Le leader de Betclic Elite à l'aube de la 7e journée, qui se déroulera ce week-end, n'est plus Monaco mais Le Mans. Sans jouer, les Monégasques, qui recevront Saint-Quentin, avant-dernier du classement sur leur parquet de la salle Gaston-Médecin et tenteront par la même occasion d'aligner une cinquième victoire de rang, se sont fait éjecter de la première place au profit de leur ex-dauphins Manceaux, qui accueilleront, eux, Strasbourg ce week-end avec la possibilité d'enchaîner un quatrième succès. Mais pourquoi cette passation de pouvoir en milieu de semaine alors qu'aucune des deux équipes n'a disputé le moindre match ?
En réalité, c'est une sanction prise contre le club de la Principauté qui a provoqué ce changement aux commandes du classement, avec désormais Le Mans en tête et Monaco dans la peau de chausseur derrière les Sarthois. Pour ne pas avoir réglé le reliquat d'une luxury tax - cet impôt concernant les clubs présentant une masse salariale supérieure à 8,5 millions d'euros - datant d'il y a trois saisons (NDLR : Lors de l'exercice 2023-2024), le finaliste de la dernière édition de l'Euroligue s'est vu retirer l'une de ses cinq victoires enregistrées sur le parquet, et non sur tapis vert celle-ci.

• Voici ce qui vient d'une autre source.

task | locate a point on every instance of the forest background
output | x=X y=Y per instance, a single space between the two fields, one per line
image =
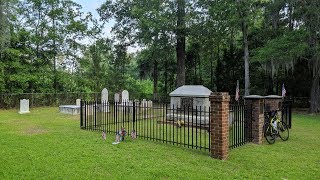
x=262 y=43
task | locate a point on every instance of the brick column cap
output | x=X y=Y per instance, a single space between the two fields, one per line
x=253 y=97
x=273 y=97
x=220 y=96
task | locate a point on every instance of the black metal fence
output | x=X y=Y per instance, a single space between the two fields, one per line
x=182 y=126
x=12 y=100
x=286 y=115
x=240 y=125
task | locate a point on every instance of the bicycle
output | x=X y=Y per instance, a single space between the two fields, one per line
x=274 y=128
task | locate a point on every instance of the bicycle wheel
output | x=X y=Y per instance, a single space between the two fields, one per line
x=283 y=131
x=268 y=134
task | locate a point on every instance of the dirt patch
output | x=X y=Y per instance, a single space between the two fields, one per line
x=34 y=131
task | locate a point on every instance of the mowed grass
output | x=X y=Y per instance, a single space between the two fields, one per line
x=47 y=145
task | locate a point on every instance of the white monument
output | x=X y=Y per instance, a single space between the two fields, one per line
x=195 y=96
x=78 y=102
x=116 y=97
x=104 y=95
x=24 y=106
x=189 y=98
x=125 y=96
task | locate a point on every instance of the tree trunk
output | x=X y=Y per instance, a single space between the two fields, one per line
x=155 y=79
x=246 y=58
x=181 y=43
x=315 y=95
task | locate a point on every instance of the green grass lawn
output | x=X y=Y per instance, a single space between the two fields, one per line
x=48 y=145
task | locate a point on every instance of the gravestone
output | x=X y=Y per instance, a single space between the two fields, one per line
x=104 y=95
x=116 y=97
x=149 y=104
x=125 y=96
x=24 y=106
x=78 y=102
x=190 y=98
x=104 y=100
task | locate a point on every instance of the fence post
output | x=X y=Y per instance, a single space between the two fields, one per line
x=81 y=114
x=219 y=125
x=256 y=115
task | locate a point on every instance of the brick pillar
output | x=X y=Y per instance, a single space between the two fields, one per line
x=256 y=115
x=219 y=125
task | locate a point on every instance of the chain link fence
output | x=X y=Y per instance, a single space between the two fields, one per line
x=8 y=101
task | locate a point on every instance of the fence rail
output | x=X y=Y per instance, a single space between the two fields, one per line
x=187 y=126
x=12 y=100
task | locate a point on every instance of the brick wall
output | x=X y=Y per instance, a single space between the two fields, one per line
x=219 y=128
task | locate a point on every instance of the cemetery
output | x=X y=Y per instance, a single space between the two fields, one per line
x=159 y=89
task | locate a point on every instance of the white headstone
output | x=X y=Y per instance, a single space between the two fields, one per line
x=116 y=97
x=125 y=96
x=78 y=102
x=24 y=106
x=104 y=95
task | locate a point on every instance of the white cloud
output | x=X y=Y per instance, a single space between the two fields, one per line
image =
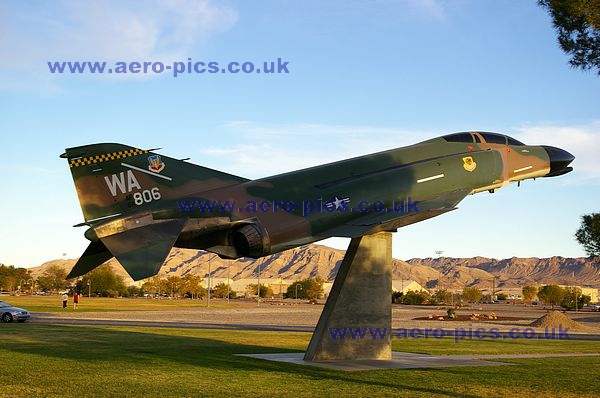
x=582 y=140
x=106 y=30
x=288 y=147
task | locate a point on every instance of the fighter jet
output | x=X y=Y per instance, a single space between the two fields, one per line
x=139 y=204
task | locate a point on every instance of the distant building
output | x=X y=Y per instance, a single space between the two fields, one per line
x=240 y=286
x=404 y=285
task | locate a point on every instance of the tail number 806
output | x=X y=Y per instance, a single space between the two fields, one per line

Une amende et deux victoire avec sursis en moins également pour Monaco
Très exactement, l'ancien lauréat de l'Eurocoupe a écopé d'une victoire ferme en moins ainsi que de deux victoires avec sursis en moins en plus de devoir s'acquitter d'une amende de 20 000 euros. Le club monégasque, parvenu par ailleurs à réduire le montant de la luxury tax qu'il devait payer de 952 000 à 258 000 euros, avait déjà subi le retrait d'une victoire la saison dernière.

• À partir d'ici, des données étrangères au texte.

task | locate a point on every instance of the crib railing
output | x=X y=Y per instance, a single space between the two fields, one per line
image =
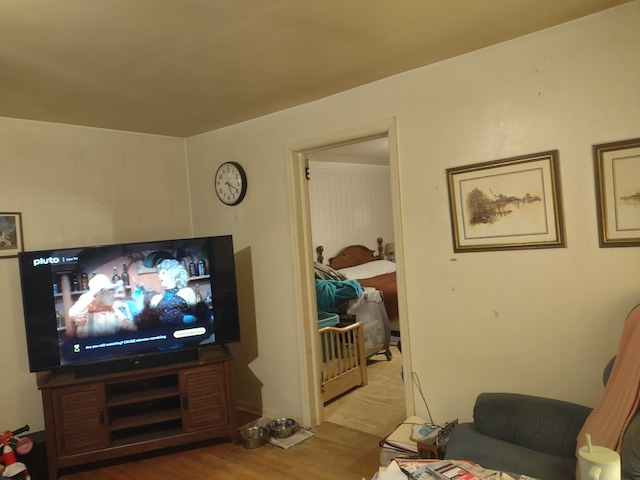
x=344 y=364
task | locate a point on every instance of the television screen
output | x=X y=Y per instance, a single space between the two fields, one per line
x=93 y=305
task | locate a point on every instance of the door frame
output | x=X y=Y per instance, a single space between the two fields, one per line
x=305 y=295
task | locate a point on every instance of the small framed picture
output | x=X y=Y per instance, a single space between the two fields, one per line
x=508 y=204
x=11 y=242
x=617 y=167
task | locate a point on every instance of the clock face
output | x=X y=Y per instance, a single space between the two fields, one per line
x=231 y=183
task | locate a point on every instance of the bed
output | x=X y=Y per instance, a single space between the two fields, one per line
x=370 y=269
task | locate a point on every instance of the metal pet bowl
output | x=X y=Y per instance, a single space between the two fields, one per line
x=254 y=437
x=282 y=427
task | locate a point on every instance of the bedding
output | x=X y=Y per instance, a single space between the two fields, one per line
x=370 y=269
x=367 y=270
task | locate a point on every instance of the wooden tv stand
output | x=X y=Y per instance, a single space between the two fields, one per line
x=110 y=416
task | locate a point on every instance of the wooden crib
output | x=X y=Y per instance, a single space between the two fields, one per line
x=344 y=364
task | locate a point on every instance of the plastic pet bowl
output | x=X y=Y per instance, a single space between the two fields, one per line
x=254 y=437
x=282 y=427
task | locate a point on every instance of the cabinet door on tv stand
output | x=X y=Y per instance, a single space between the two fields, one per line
x=204 y=397
x=79 y=417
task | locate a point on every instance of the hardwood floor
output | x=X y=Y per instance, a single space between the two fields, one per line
x=345 y=447
x=333 y=452
x=377 y=408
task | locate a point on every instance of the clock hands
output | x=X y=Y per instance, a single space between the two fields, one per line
x=231 y=186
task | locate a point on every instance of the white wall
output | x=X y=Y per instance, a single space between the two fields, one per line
x=77 y=186
x=535 y=321
x=349 y=205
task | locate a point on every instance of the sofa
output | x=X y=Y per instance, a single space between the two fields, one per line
x=521 y=434
x=535 y=436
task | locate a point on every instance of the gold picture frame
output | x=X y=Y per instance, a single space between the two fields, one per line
x=509 y=204
x=617 y=169
x=11 y=241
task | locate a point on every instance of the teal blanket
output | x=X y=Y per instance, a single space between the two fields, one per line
x=331 y=293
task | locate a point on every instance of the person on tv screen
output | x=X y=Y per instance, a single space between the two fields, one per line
x=177 y=297
x=94 y=313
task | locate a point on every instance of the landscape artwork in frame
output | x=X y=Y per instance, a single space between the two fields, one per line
x=617 y=167
x=508 y=204
x=10 y=235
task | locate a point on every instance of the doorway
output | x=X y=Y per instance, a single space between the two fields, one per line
x=314 y=413
x=350 y=203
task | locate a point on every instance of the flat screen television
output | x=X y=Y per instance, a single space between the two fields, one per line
x=108 y=308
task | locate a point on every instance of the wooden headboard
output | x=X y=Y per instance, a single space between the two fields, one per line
x=352 y=255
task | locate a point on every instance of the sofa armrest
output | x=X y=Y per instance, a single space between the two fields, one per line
x=541 y=424
x=630 y=451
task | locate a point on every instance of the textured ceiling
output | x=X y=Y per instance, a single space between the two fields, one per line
x=183 y=67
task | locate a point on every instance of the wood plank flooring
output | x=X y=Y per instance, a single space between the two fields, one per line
x=333 y=452
x=377 y=408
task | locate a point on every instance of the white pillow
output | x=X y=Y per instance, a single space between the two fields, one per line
x=368 y=270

Après que la Fédération française de basket a confirmé en appel la décision prise dans un premier temps par la Commission juridique, de discipline et des règlements de la Ligue nationale de basket, Monaco avait porté le dossier devant le CNOSF, qui avait invité le vice-champion de France sortant à "s'en tenir à la décision".